Abstract
We studied the development of visual processing in 58 children, ranging from 1 d to 12 y of age (median age 29 mo), using functional magnetic resonance imaging. All but nine children had either been sedated using chloral hydrate (n = 12) or pentobarbital (n = 28). Nine children were studied under a full halothane/N2O:O2 anesthesia. In the first postnatal month, 30% of the neonates showed a positive blood oxygenation level-dependent (BOLD) contrast signal, whereas, for infants between the ages of 1 mo and 1 y, 27% did so. Thirty-one percent of children between 1 and 6 y of age and 71% of children aged 6 y and above showed a positive BOLD contrast signal change to our visual stimulation paradigm.

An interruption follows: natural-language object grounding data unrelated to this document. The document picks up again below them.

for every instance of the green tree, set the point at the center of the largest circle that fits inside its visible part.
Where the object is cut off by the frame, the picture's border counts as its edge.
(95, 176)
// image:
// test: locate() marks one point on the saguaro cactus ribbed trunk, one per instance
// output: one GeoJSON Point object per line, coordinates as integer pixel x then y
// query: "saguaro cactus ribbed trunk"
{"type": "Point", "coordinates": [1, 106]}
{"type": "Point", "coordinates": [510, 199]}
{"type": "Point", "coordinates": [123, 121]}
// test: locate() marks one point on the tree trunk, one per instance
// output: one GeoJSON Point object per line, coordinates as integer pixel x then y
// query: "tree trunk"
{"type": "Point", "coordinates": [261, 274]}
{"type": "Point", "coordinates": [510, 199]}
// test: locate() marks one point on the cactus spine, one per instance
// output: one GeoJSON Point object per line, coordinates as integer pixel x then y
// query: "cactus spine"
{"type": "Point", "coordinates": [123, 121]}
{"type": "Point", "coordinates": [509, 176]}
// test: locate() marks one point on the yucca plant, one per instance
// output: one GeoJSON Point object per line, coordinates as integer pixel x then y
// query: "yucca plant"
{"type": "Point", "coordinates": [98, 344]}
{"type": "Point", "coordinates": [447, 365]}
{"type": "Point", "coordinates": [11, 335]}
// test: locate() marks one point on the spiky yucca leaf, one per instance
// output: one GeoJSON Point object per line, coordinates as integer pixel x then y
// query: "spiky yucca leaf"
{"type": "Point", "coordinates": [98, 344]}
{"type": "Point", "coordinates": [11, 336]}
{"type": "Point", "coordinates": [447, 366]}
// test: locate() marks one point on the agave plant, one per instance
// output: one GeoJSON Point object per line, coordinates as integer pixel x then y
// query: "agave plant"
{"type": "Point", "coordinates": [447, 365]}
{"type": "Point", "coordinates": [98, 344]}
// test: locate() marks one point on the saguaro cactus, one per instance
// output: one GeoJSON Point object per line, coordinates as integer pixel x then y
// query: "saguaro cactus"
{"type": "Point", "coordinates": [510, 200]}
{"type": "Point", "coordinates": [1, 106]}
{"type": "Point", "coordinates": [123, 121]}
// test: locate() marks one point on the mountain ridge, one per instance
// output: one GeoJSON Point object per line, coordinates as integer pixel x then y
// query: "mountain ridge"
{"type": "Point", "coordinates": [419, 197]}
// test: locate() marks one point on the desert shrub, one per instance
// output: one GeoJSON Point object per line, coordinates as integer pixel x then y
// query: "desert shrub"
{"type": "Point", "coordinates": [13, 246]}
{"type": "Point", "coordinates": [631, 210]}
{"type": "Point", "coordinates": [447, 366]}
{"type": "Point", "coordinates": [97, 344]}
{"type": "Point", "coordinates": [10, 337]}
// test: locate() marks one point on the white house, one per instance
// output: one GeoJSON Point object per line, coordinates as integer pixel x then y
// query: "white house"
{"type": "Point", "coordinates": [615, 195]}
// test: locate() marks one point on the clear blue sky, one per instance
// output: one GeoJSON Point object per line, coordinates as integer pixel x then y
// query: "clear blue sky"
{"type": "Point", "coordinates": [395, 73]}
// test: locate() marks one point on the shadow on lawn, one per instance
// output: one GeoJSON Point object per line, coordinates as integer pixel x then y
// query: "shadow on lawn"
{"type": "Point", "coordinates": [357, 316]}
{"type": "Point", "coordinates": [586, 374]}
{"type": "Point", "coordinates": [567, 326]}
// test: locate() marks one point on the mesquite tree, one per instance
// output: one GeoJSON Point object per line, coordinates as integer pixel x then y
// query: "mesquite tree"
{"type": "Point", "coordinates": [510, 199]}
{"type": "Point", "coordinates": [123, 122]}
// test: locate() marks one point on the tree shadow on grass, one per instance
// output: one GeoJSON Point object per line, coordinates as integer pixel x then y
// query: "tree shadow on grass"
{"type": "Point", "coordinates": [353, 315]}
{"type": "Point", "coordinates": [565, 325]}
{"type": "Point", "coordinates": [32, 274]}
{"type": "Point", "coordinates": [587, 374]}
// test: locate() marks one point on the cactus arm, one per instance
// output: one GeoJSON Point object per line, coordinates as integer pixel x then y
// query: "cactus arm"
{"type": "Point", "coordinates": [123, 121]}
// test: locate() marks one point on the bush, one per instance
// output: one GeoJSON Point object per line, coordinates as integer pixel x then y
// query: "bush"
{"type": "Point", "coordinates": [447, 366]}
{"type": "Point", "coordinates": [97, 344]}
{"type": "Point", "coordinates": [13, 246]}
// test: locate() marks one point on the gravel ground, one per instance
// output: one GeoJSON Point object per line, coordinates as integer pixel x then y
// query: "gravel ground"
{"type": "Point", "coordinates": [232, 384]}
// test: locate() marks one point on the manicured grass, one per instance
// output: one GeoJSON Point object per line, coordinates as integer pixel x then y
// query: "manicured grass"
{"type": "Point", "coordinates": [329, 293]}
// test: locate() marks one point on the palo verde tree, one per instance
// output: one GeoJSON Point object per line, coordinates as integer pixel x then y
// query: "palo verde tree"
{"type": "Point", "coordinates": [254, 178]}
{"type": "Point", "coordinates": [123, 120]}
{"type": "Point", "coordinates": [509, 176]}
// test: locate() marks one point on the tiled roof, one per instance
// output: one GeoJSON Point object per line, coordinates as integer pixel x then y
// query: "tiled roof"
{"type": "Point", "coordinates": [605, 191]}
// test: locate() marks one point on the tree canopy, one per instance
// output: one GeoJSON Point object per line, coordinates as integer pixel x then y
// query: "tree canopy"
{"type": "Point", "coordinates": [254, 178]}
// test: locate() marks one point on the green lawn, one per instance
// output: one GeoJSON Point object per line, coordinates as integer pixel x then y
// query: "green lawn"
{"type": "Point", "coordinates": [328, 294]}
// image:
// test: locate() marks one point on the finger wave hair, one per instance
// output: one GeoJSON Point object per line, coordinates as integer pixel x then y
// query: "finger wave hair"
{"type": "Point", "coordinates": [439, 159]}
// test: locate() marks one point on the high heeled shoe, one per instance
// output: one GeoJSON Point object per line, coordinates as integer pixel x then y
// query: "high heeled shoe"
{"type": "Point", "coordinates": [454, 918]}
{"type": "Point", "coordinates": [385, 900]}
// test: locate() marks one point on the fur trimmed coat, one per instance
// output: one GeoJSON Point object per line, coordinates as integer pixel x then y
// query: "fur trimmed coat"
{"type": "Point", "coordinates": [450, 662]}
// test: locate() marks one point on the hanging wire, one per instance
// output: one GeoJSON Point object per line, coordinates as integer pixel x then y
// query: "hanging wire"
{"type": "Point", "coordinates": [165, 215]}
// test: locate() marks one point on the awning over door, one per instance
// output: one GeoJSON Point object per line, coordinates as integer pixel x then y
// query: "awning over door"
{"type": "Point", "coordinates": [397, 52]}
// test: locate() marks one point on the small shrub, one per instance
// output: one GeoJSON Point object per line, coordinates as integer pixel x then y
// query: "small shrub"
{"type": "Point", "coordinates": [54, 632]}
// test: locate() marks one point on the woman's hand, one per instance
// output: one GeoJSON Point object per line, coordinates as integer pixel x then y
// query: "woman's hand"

Besides the usual positive BOLD contrast signal change, we also noted that a large portion of the children measured displayed a negative BOLD contrast signal change. This negative BOLD contrast signal change was observed in 30% of children up to 1 mo of age, in 27% between 1 mo and 1 y of age, in 47% between 1 and 6 y of age, and in 14% of children 6 y and older. In the children in which we observed a negative correlating BOLD contrast signal change, the locus was more anterior and more lateral than the positive BOLD contrast signal, placing it in the secondary visual cortical area. The results indicate that when using functional magnetic resonance imaging on children, the primary visual cortical area does not respond functionally in the same manner as that of the adult until 1.5 y of age. This supports earlier clinical and electrophysiologic findings that different cortical mechanisms seem to contribute to visual perception at different times postnatally.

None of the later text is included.